Thursday, March 10, 2011

Spying on Your Family Members

"Spying on Your Kids--How Bad is It?" This was the item of discussion recently on a prominent morning news program. My interest was piqued because I have three teenagers. I was concerned that what I was going to hear was going to be a liberal parent's discussion on the privacy issues of teens, but I was very happy that the conversation turned to the word "accountability."  Recently I read a story of man from Oakland, Michigan who is facing 5 years in prison for hacking his wife's email account to confirm his suspicion that she was cheating on him. She was cheating on him, but that fact seems to be beside the point. She apparently is not accountable for infidelity, but he is accountable for his "spying."

"Accountability" is a great word loaded with meaning. The definition of accountability is "being liable or answerable."  Mark 10:6-9 says But at the beginning of creation God 'made them male and female.'  For this reason a man will leave his father and mother and be united to his wife, and the two will become one flesh. So they are no longer two, but one. Therefore what God has joined together, let man not separate. So many people come to marriage with the idea that they will still be separate in certain areas:  He has his bank account; she has hers.  She has her computer accounts; he has his.  I have even known of some Christian marriages in which she goes on her vacation; he goes on his.  When in a marriage we begin to separate what belongs to him and what belongs to her, we may end up not being accountable to anyone. The same goes for children in the family--children should always be accountable to their parents.
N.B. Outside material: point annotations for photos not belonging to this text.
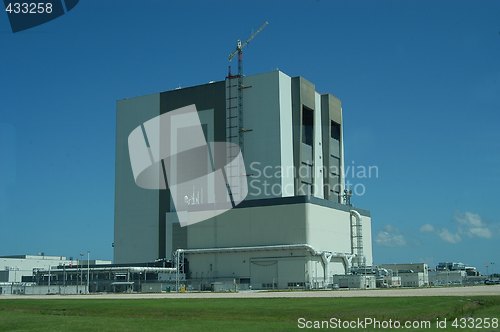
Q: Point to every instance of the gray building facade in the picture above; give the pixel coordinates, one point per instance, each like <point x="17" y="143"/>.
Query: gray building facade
<point x="291" y="138"/>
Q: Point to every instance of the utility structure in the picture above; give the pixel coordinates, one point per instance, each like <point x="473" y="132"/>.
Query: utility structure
<point x="235" y="129"/>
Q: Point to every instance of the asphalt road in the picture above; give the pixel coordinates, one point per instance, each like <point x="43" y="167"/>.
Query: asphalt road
<point x="396" y="292"/>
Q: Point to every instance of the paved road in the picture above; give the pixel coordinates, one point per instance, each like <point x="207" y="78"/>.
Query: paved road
<point x="447" y="291"/>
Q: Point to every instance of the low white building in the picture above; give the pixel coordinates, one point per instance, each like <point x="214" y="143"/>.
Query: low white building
<point x="354" y="281"/>
<point x="444" y="278"/>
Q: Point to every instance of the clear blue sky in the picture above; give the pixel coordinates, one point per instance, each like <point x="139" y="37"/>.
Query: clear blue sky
<point x="419" y="82"/>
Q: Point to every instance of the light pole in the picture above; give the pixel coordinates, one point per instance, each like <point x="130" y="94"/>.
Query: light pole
<point x="88" y="271"/>
<point x="81" y="272"/>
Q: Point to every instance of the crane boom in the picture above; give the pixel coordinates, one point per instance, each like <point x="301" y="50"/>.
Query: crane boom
<point x="240" y="45"/>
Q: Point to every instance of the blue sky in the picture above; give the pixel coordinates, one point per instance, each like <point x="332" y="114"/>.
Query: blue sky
<point x="419" y="82"/>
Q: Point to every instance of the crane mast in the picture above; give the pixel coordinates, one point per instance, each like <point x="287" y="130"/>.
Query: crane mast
<point x="235" y="129"/>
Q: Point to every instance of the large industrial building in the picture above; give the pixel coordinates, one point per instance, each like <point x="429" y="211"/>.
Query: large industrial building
<point x="295" y="225"/>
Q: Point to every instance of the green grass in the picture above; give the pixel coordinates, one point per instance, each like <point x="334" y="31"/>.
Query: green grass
<point x="275" y="314"/>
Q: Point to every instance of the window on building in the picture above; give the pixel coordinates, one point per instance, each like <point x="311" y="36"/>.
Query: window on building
<point x="335" y="130"/>
<point x="307" y="126"/>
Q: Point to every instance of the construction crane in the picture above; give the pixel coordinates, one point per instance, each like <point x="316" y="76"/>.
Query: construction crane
<point x="239" y="49"/>
<point x="235" y="129"/>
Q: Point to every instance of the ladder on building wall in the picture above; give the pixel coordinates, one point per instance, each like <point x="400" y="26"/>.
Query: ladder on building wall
<point x="234" y="133"/>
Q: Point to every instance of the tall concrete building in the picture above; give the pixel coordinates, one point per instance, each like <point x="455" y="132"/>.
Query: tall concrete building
<point x="292" y="228"/>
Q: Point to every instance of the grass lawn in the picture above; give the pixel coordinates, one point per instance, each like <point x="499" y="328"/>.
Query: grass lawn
<point x="279" y="314"/>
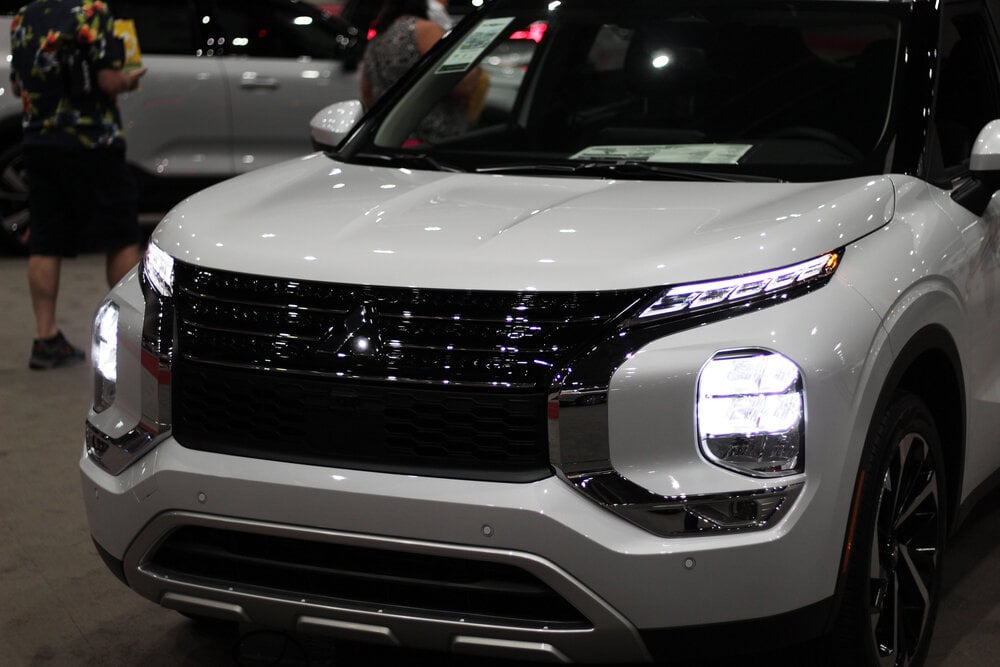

A marriage and a family should not develop secret areas. When we got internet in our home, my husband and I were VERY concerned that the internet was made as safe as possible for the whole family. I found a company from which I downloaded a very conservative filtering system; in fact, if anyone were to try to remove the filter, it could destroy the computer. Everyone in the family understands that.  Our teenagers are not allowed to get on the computer without our permission. My husband and I share all passwords.  What is mine is his, and what is his is mine--at any time.

My husband and I share a bank account. We have a monthly budget. If either of us decides to spend any money outside of the monthly budget, we check with each other first.  When I was teaching at a Christian college my paycheck went into OUR account.  Many women think that their husband's paycheck is both of their paychecks, and her paycheck is her paycheck. When two people get married they become one--the money should become "our" money.  

Our children have known as they were growing up that there is no space and no place in our home that is "off limits" to dad and mom.  They also know that mom is very nosy and will actually check up on them.  We have no hiding places in our home. No phone conversation is so private that dad or mom cannot listen in. There is not a note that cannot be read by dad or mom. We don't live in a house of suspicion because we have never set an atmosphere that allows anyone to develop a secret life. 

Families should not be allowed to develop a practice of compartmentalization. To compartmentalize means to isolate or split off a part of the personality or mind by a lack of communication between the parts.  Communication is of the utmost importance in every family. Mom should communicate to dad as to where she is going and when she can be expected back when she heads out the door and vice versa.  Parents should know who their kids are with, how long they will be gone, and parents should know what their kids are doing while away.  Husbands and wives should be accountable to each other as to who their friends are. If a husband is not comfortable with a friendship his wife has, the wife should respect the feelings of the husband and take appropriate action, and vice versa.  The husband and wife relationship should always be the priority relationship in a marriage. Never should the spouse feel anxiety or feel threatened over other relationships.

If teens are allowed to use social networking, parents should have access to the password; parents should check to see who the friends are, and parents should make sure that they are a one of the "friends" on the site.  All of these stipulations need to be hammered out before social networking is even allowed--that way everyone understands that "spying" is not going on, but "accountability" will definitely be expected by everyone in the home.

All members of the family need to realize that they are accountable to all the other members in the family.  No one should ever be exempt from being accountable. The idea of accountability needs to be taught to the children so that they understand how a family is to communicate to one another in every area of life. We can't pretend as Christians that we are mavericks who will do what we want when we want to do it. None of us live in a bubble. Our actions always have consequences, whether good or bad, and those consequences will always affect those we love.

How do you and your family stay accountable to each other? I would love to hear from you.